I think we all understand how difficult their job is, but stories like this undermine public trust, and inspire resentment in the people we're supposedly trying to help. It's very similar to stories of police abuse in the States, all it takes is one bad apple to ruin the reputation of the whole bunch.

Related News Links:

posted on Mar, 16 2005 @ 05:52 PM
US credibility is damaged by this - and the only way to fix it is with a full investigation. ...People in other countries and the USA are calling for top officials to be put on line and I agree - scapegoating won't work any more. This is not a "PR problem," and shouldn't be handled like one.

posted on Mar, 16 2005 @ 06:48 PM

_Unidentified male, Kabul, 2002. Justice Department, CIA investigated, but no prosecution.
_Mohammed Hussain Basim, July 12, 2003. Iraq.
_Mohamed Najem Abed, Aug. 6, 2003, Abu Ghraib prison.
_Twfeek Najm Byatay Al-Zubydy Hamza Hassad, Aug. 7, 2003, Diwania.
_Wathik Mihdy, Aug. 11, 2003, Abu Ghraib.
_Dham Spah, Aug. 13, 2003, Abu Ghraib.
_Ehad Kazam Taled, Aug. 20, 2003, Abu Ghraib.
_Tariq Zaid Mohamed, Aug. 22, 2003. Iraq.
_Abureda Lafta Abdul Kareem, 44, Dec. 9, 2003, Mosul, Iraq. Died while bound and blindfolded.
_Nasef J. Ibrahim, 63, Jan. 8, 2004, Abu Ghraib.
_Bakir Yassen Rashed Al Hussen, Jan. 16, 2004. Iraq.
_Hassan Ekab Ahmed, Feb. 8, 2004, Tikrit.
_Saad Mohammed Abdullah, 54, Feb. 19, 2004, Abu Ghraib.
_Mohamed Abul Abbas, 55, March 8, 2004, Camp Cropper.
_Fathel Ibrahim Mahmood, April 19, 2004, Abu Ghraib.
_Abbas Alwad Fadil, April 19, 2004, Abu Ghraib.
_Hussein Abdullah Awad al-Juwadi, 75, May 11, 2004, Abu Ghraib.
_Abduhl Kaddim Altia, May 22, 2004, Abu Ghraib.
_Riadh Mohammed Abd al Razak, June 10, 2004, Abu Ghraib.
_Sher Mohammed Khan, Sept. 25, 2004, Salerno Firebase, Afghanistan.
_Mohammed Nahar, 71, October 2004, Qaim. Investigated by Navy.
_At least 8 more investigated by U.S. Army.
Unknown or still under investigation:
_Hadi Abdul Hussain Hasson al-Zubaidy, about 32, Unknown date in 2003. Camp Bucca.
_Nagem Sadoon Hatab, 52, June 6, 2003, Nasiriyah, Iraq. Marine said to accidentally break his neck. His boss, Marine Maj. Clarke Paulus, convicted of maltreatment and dereliction and dismissed from military. A sergeant received 60 days hard labor in a case related to Hatab investigation. Navy says investigation still open.
_Jassim Mohammed Saleh Hussein al-Obodi, Aug. 3, 2003, Camp Cropper.
_Mohammed Munim al-Izmerly, 65, Jan. 31, 2004, Camp Cropper. Investigation reopened.
_Fashad Mohamed, April 5, 2004, Iraq.
_Fawaz Badaa Najem, June 14, 2004, Abu Ghraib. Died in cell, cause undetermined after autopsy.
_Unidentified person, Fallujah, Nov. 13, 2004. Navy investigating shooting of wounded insurgent in mosque by a Marine.
_At least 3 more investigated by U.S. Navy.

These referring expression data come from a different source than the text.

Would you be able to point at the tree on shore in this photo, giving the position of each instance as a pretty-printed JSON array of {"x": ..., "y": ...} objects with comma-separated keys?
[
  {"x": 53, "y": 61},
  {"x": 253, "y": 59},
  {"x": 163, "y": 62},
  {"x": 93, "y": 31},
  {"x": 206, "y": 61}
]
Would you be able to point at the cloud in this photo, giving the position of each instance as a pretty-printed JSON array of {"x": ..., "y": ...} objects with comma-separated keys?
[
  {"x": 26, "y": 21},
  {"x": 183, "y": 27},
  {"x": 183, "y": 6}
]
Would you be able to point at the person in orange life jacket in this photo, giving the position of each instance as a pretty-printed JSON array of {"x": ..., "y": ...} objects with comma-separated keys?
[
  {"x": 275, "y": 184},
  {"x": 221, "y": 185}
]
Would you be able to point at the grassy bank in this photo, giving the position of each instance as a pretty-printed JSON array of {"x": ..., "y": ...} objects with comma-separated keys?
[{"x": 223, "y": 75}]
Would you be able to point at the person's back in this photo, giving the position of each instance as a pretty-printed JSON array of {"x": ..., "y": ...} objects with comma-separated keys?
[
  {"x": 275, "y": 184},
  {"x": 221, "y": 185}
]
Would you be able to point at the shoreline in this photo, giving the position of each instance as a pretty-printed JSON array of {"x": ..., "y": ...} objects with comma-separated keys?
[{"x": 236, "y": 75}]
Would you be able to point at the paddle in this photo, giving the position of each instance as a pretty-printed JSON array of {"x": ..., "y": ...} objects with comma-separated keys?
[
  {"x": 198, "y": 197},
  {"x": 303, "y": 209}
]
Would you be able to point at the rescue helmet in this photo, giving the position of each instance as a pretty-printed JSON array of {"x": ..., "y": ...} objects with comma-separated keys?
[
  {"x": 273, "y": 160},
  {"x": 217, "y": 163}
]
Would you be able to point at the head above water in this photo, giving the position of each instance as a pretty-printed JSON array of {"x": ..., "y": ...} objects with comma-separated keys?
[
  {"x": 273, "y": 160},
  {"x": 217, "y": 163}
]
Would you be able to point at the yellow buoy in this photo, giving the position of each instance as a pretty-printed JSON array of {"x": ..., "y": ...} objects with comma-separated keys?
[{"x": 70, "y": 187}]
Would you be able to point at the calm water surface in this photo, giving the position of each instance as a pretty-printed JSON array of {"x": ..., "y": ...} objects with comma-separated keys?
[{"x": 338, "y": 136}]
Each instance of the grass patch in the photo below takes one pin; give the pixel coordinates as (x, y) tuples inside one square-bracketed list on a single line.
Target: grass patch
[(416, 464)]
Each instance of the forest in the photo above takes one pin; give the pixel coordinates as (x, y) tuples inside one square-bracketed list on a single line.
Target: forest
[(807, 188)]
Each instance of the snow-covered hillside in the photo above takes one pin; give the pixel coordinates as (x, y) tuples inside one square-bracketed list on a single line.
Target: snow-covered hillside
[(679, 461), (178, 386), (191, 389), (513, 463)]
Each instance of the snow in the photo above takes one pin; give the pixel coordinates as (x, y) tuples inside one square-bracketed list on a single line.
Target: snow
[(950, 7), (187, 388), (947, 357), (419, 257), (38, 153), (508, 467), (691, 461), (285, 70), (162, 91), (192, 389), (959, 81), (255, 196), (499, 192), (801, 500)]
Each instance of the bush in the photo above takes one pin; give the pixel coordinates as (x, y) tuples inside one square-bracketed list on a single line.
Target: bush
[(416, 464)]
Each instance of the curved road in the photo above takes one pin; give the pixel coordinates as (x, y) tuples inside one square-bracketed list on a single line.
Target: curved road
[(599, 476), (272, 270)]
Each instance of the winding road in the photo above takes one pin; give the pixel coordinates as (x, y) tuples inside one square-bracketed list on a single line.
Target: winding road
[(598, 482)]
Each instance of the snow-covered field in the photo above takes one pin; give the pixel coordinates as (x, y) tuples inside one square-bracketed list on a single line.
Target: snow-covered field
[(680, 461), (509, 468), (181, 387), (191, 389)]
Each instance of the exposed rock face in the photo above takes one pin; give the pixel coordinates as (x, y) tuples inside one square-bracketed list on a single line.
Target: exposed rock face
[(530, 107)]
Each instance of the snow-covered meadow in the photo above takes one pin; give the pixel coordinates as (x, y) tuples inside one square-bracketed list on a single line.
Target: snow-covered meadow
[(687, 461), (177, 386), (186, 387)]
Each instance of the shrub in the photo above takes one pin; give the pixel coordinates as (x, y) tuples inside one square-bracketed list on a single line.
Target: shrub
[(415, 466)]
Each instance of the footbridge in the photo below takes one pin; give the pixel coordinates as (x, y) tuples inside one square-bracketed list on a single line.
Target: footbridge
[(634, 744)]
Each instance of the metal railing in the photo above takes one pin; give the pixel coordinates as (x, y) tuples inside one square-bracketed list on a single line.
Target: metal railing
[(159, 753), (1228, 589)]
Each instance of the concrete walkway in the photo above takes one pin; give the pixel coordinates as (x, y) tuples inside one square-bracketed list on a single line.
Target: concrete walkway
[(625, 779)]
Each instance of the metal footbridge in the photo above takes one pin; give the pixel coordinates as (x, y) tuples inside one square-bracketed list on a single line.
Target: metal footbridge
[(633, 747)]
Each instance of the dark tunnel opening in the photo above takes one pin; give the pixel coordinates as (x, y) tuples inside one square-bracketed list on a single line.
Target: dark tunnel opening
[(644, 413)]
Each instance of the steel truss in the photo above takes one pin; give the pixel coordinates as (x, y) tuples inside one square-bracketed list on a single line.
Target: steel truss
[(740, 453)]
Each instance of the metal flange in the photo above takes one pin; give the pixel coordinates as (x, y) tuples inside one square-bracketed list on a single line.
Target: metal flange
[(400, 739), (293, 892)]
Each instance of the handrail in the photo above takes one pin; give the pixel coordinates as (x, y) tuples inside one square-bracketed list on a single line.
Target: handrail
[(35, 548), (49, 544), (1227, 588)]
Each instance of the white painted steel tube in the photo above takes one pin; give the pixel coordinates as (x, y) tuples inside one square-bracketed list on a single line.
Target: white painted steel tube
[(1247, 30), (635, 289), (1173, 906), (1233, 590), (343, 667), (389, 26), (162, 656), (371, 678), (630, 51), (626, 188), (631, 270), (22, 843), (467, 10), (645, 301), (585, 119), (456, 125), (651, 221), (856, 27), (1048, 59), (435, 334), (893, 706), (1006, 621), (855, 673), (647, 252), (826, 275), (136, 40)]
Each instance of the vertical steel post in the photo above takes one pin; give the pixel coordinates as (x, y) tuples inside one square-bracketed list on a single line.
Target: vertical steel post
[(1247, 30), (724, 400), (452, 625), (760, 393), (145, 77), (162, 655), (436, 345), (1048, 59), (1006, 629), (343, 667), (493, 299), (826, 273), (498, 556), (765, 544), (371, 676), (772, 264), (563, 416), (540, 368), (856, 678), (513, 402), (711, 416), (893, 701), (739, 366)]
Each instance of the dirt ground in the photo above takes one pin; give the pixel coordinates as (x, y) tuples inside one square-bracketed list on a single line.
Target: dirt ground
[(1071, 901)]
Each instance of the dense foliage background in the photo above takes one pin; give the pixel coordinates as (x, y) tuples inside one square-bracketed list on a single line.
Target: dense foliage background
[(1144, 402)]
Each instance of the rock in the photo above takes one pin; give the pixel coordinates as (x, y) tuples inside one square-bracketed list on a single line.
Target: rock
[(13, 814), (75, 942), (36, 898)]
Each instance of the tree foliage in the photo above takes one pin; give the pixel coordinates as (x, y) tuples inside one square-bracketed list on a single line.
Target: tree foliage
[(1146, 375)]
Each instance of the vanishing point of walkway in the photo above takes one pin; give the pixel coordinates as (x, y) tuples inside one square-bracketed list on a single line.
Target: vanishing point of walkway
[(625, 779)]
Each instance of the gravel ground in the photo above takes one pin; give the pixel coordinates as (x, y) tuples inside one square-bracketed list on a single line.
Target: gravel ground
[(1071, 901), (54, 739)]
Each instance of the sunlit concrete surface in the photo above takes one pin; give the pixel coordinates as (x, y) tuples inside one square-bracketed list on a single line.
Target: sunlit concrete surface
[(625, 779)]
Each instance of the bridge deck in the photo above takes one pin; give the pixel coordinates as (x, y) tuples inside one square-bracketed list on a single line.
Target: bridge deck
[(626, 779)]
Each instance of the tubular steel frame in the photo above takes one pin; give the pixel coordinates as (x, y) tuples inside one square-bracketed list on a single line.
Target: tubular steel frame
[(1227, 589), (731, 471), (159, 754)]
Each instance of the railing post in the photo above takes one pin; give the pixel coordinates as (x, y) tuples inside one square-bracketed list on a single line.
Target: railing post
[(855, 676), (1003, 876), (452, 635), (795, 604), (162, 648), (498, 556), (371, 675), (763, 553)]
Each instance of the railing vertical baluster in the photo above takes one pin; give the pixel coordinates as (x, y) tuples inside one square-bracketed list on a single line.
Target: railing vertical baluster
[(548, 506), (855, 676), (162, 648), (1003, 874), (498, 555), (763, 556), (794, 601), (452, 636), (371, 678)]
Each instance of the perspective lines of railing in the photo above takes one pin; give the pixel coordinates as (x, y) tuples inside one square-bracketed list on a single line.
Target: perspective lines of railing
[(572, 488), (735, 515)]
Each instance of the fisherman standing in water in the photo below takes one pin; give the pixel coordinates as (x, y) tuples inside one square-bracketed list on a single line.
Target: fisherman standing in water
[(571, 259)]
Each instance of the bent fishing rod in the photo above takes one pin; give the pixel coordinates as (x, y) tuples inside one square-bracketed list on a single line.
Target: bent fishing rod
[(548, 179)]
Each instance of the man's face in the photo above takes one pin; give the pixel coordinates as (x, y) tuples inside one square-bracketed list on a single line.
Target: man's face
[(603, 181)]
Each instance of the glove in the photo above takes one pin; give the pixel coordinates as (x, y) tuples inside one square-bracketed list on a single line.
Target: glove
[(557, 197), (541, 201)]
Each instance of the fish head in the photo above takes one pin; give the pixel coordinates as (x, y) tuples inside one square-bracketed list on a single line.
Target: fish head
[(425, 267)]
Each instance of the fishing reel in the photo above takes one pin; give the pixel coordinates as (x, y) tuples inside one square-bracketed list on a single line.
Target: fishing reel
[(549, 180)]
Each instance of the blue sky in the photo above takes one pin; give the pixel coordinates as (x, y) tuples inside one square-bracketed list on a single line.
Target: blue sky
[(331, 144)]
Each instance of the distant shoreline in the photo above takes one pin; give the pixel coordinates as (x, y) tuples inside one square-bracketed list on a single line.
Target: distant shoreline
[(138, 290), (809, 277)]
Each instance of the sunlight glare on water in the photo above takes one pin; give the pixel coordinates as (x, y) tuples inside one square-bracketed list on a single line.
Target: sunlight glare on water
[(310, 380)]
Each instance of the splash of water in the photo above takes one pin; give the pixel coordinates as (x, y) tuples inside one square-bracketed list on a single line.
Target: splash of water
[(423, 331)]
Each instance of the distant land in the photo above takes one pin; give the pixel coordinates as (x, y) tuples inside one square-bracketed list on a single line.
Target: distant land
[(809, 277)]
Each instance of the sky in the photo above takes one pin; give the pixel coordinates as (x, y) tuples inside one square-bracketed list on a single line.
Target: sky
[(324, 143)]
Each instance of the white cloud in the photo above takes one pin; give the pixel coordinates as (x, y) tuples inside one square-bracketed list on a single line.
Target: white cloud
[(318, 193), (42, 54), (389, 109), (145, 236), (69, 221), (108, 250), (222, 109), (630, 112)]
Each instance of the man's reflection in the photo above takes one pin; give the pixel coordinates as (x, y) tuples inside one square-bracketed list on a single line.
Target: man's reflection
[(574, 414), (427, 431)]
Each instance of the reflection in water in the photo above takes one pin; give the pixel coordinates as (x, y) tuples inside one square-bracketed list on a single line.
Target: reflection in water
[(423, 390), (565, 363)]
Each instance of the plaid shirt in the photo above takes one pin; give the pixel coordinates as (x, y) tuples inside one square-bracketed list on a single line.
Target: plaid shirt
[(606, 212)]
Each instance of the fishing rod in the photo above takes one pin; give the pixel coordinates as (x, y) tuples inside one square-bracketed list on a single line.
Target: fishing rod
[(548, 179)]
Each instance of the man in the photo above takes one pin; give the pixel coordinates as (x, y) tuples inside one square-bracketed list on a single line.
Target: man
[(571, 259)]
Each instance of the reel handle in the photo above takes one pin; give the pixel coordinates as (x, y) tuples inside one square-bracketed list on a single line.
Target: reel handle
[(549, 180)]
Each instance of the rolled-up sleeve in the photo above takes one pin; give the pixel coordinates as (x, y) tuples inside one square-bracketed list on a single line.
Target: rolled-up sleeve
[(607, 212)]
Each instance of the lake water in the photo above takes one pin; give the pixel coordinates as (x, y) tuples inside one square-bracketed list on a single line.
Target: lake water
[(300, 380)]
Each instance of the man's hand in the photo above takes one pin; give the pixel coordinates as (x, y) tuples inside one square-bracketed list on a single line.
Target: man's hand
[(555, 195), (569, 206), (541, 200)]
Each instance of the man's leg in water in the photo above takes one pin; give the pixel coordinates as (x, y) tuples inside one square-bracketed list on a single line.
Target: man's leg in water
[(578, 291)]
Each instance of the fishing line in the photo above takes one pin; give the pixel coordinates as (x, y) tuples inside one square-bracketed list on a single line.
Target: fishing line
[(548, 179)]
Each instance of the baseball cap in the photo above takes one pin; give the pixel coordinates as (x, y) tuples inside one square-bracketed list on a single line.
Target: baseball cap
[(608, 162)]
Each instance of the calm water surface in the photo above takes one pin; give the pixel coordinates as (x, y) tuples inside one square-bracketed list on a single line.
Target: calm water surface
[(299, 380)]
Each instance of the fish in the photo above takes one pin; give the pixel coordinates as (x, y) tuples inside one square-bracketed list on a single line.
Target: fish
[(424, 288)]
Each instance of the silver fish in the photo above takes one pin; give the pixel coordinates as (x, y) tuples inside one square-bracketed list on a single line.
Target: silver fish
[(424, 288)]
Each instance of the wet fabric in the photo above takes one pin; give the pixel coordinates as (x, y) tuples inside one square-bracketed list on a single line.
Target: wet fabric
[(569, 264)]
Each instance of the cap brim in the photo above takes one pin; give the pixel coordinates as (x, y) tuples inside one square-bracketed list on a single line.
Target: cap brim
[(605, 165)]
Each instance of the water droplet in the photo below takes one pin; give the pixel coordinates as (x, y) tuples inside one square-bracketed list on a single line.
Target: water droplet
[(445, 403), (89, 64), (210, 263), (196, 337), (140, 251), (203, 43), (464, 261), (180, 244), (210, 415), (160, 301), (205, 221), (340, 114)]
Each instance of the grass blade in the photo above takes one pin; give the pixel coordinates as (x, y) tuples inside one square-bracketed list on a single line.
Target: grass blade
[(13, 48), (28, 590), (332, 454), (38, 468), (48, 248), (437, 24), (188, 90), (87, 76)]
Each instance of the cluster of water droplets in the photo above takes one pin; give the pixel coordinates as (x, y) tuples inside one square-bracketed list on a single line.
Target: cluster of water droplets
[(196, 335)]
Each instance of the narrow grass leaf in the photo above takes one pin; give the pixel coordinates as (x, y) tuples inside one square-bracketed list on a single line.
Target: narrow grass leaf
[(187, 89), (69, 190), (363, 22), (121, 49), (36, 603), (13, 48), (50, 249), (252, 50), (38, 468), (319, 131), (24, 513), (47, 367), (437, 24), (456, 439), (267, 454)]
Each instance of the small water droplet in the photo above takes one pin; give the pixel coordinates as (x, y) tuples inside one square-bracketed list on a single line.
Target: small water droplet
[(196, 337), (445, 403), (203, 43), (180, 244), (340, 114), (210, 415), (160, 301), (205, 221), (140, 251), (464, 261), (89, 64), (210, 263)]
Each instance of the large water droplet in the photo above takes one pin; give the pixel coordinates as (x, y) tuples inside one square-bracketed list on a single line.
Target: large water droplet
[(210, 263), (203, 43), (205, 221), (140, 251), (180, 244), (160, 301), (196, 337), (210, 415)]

Sorry for the long quote, but this is important. The above cases are just those which have been covered up, remain open, and cases where no charges have been filed.

In the few cases where charges have been filed, they are improper. For example, in several cases where CIA contractors killed prisoners under their care, they were charged with assault instead of murder. That makes no sense to me. If they killed men, they should be charged with murder..simple.

The fact that our troops and contractors are torturing people is beyond pale...

That's supposed to be the kind of thing we're fighting against! Remember the justifications for the war people? We went in to stop torture! This boggles my mind...

posted on Mar, 16 2005 @ 06:51 PM
This is horrible, and then people wonder why the middle east hate Americans so much, Iraq was a "war of liberation" from the torture of a despicable tyrant.

It looks like we became the tyrant also.

posted on Mar, 16 2005 @ 06:55 PM
We have replaced one tyrant with another, and the people we proclaim to be helping perceive this accutely. They understand our hypocrisy better than the American people, and that is a ridiculous situation.

The governments of the world know our politicians better than we do! They understand our government's motivations better than we do!

It's insane, and I believe the double standard will be the root cause for the dissolution of the United States. We are divided, and divided we fall.